More about that in just a moment because I want to explain something that most of us who act may have forgotten or set aside and it is just that word--TRANSFORM. According to Merriam-Webster, "transform" means "to change (something [or one's self]) completely and usually in a good way"; "to change in composition or structure"; "to change the outward form or appearance of"; or "to change in character or condition". Transformation is like what happens to a caterpillar who wraps itself in its chrysalis or cocoon--the body breaks down into a slimy, slushy form that becomes a butterfly or moth. . .a completely different creature. When you are transformed, you become something so different that you can NEVER go back to what you were before like the butterfly or moth can never become a caterpillar again. Now, back to Mr. Chaney, Sr.
Lon started using stage make-up and prosthetic body parts like noses, ears, etc., that allowed him to look like a completely different person or character. He literally became known as the man of a thousand faces. He played a pirate in the original silent film Treasure Island as well as Quasimodo in The Hunchback of Notre Dame, Dr. Jekyll and Mr. Hyde in the movie by the same name, the Phantom in the original Phantom of the Opera, an oriental bad guy, a clown, a cowboy, and even Fagin in Oliver Twist. In more than 160 different films, he became the character that he allowed himself to be transformed into, never playing the same person twice.

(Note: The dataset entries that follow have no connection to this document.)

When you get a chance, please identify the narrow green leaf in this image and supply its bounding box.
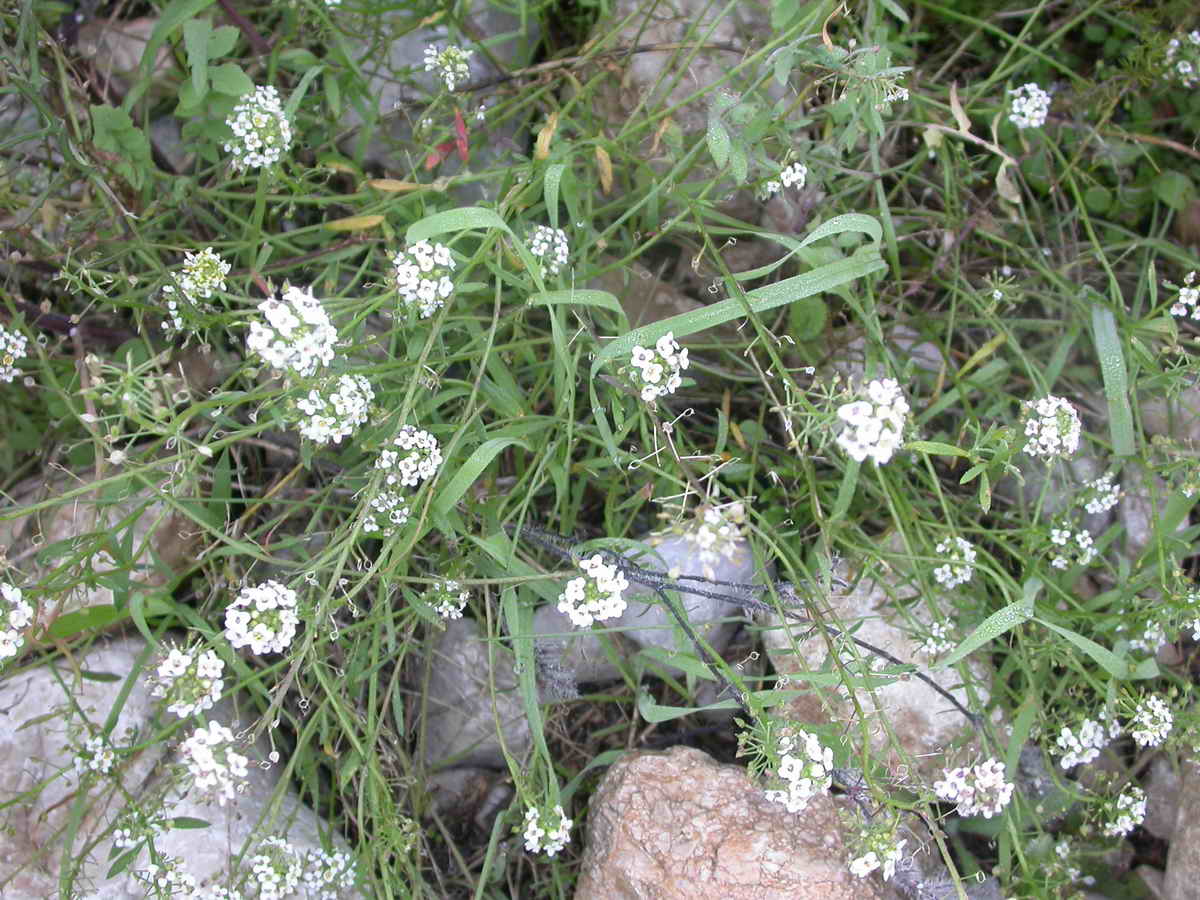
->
[184,19,212,97]
[1092,304,1136,456]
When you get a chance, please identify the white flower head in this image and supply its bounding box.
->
[425,578,470,619]
[1022,394,1084,460]
[558,553,629,628]
[246,286,337,377]
[376,425,442,488]
[0,325,29,382]
[0,581,34,662]
[934,760,1013,818]
[391,241,455,319]
[425,44,474,91]
[523,806,574,857]
[529,226,570,278]
[224,581,300,653]
[150,641,224,719]
[838,378,908,466]
[625,331,690,403]
[296,374,374,444]
[179,722,250,806]
[224,86,292,172]
[934,538,976,589]
[1008,82,1050,130]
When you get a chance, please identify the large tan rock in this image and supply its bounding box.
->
[575,746,896,900]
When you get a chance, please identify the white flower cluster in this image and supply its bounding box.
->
[376,425,442,487]
[1082,472,1121,516]
[524,806,574,857]
[150,643,224,719]
[1171,269,1200,320]
[1129,694,1175,746]
[529,226,570,278]
[1050,528,1096,569]
[758,162,809,200]
[630,331,689,403]
[934,760,1013,818]
[917,622,954,656]
[224,86,292,172]
[0,325,29,382]
[362,491,413,538]
[0,582,34,660]
[558,553,629,628]
[296,374,374,444]
[1021,394,1084,460]
[162,247,230,331]
[1008,82,1050,128]
[1055,713,1121,772]
[850,830,908,881]
[766,728,833,812]
[246,286,337,377]
[1166,31,1200,90]
[425,578,470,619]
[179,722,250,806]
[224,581,300,653]
[934,538,976,589]
[391,241,455,319]
[425,44,474,91]
[74,734,116,778]
[838,378,908,466]
[1103,785,1146,838]
[132,857,197,898]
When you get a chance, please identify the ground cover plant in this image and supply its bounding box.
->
[0,0,1200,898]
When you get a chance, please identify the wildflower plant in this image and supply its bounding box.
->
[391,241,455,319]
[179,722,250,806]
[150,641,224,719]
[0,325,29,382]
[246,284,337,377]
[838,378,908,466]
[558,553,629,628]
[625,331,689,403]
[224,85,292,172]
[224,581,300,654]
[0,582,34,662]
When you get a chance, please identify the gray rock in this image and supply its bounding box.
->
[575,746,898,900]
[421,619,533,769]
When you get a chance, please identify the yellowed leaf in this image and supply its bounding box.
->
[367,178,428,193]
[325,216,383,232]
[596,145,612,196]
[533,109,558,160]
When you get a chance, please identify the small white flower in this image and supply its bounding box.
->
[246,286,337,377]
[523,806,574,857]
[838,378,908,466]
[391,241,455,319]
[0,325,29,382]
[296,374,374,444]
[0,581,34,661]
[1022,395,1082,460]
[179,722,250,806]
[558,553,629,628]
[224,86,292,172]
[224,581,300,653]
[934,760,1013,818]
[625,331,690,403]
[150,641,224,719]
[425,44,474,91]
[529,226,570,278]
[376,425,442,488]
[1129,694,1175,746]
[934,538,976,589]
[1008,82,1050,130]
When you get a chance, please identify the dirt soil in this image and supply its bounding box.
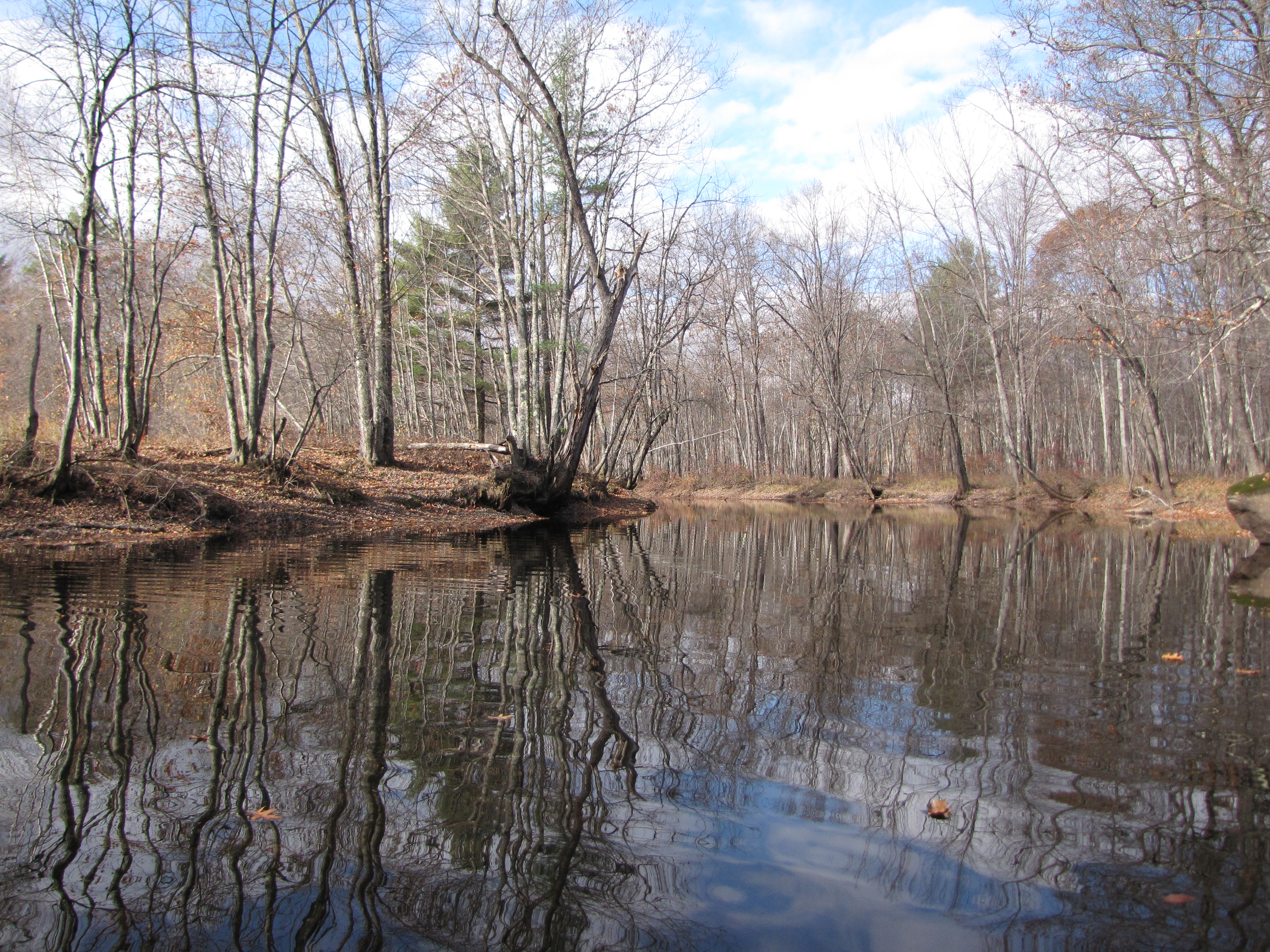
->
[0,445,655,548]
[639,478,1251,537]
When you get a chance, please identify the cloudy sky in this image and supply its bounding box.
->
[640,0,1001,203]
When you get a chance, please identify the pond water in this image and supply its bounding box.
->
[0,505,1270,952]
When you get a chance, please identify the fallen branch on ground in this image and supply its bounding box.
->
[406,443,512,456]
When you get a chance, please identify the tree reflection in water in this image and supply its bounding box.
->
[0,507,1270,950]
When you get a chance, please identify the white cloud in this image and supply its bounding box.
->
[740,0,829,46]
[705,0,1001,199]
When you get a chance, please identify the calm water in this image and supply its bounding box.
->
[0,505,1270,952]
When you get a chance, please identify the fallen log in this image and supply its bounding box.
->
[406,443,512,456]
[0,522,165,538]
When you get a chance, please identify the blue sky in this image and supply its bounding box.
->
[636,0,1001,203]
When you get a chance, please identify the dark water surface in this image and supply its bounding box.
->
[0,505,1270,952]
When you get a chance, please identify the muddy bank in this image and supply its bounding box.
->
[0,447,654,548]
[637,478,1248,536]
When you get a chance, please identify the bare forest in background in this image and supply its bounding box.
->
[0,0,1270,500]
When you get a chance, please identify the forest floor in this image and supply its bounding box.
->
[637,475,1248,536]
[0,444,654,547]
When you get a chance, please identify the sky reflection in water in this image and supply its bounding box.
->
[0,505,1270,952]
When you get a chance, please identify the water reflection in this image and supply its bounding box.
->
[0,505,1270,951]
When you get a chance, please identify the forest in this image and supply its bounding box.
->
[0,0,1270,503]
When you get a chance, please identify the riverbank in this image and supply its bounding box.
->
[0,445,653,547]
[637,476,1247,534]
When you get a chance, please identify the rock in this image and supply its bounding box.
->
[1227,546,1270,608]
[1225,472,1270,545]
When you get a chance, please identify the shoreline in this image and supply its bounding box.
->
[0,445,655,555]
[637,480,1252,538]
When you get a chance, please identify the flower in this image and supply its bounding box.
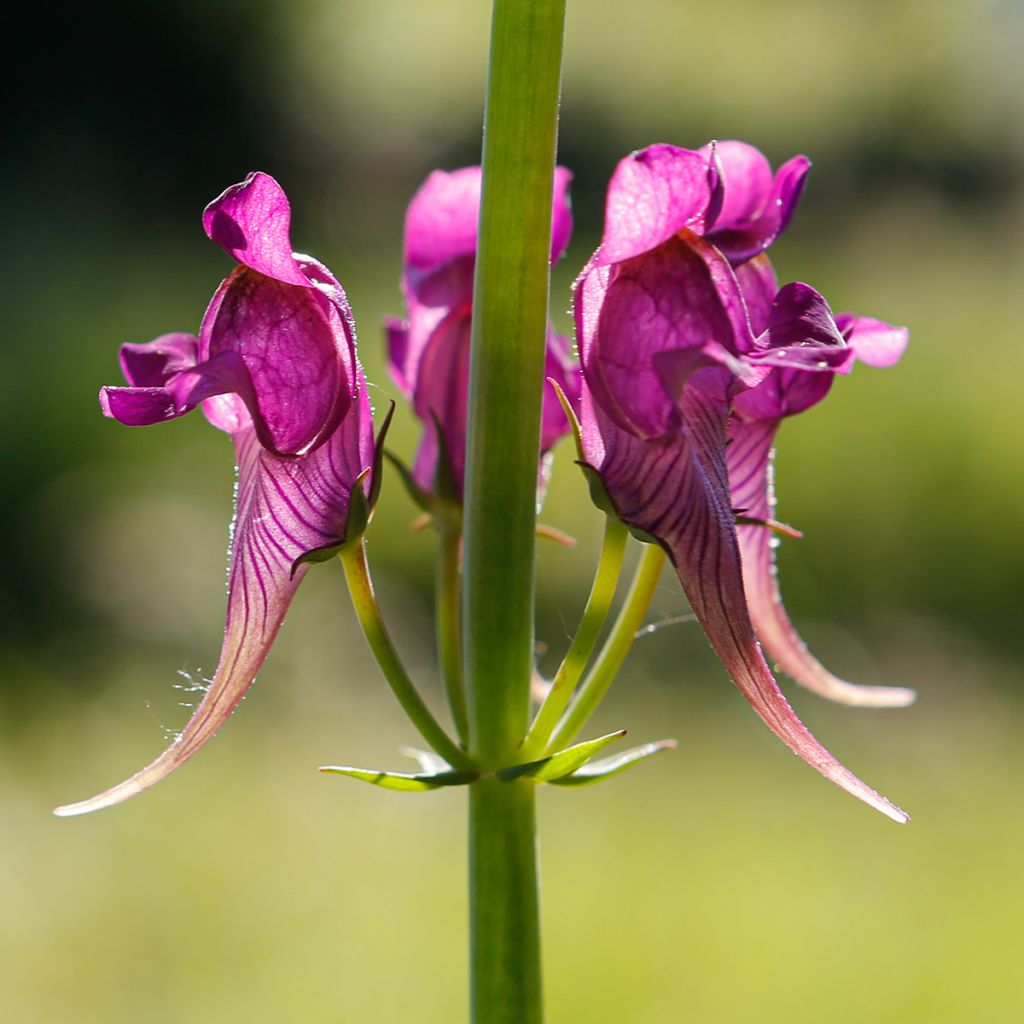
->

I stand to learn a GREAT lesson from this original superstar of the Silver Screen and that is to be transformed into the character that I want to be. As I prepare for auditions and the roles that I do, I have learned to do a personal biography and character study of the person I will be portraying--making it up for me when there is no background for that person. I choose to wear clothing that they would wear. Cut, brush or shave my hair to look like what I believe that character would wear. Accessorize as if that person were accessorizing--watches, cuff links, necklace, hat, gloves, or whatever they may wear. Add a mustache with spirit gum if I don't have time to grow one out. Practice speaking like they would speak. Capture their "essence" and be transformed into them.
In the end, your transformation can lead you to success like it did for Mr. Chaney. Honestly, when you can transform yourself into your character (without losing your true persona in the process) you become a better, more believable actor. It is my hope to continue to be an actor like Lon Chaney, Sr. who greatly affected the entire movie industry--even to this day--with his iconic make-up and transformed acting style. It was said of him by his adopted daughter, Stella, "(Lon) was a man of great integrity and joy, who worked hard, loved his family, and did what he loved most of all in his life--he made movies."
Cheers to you and your transformation!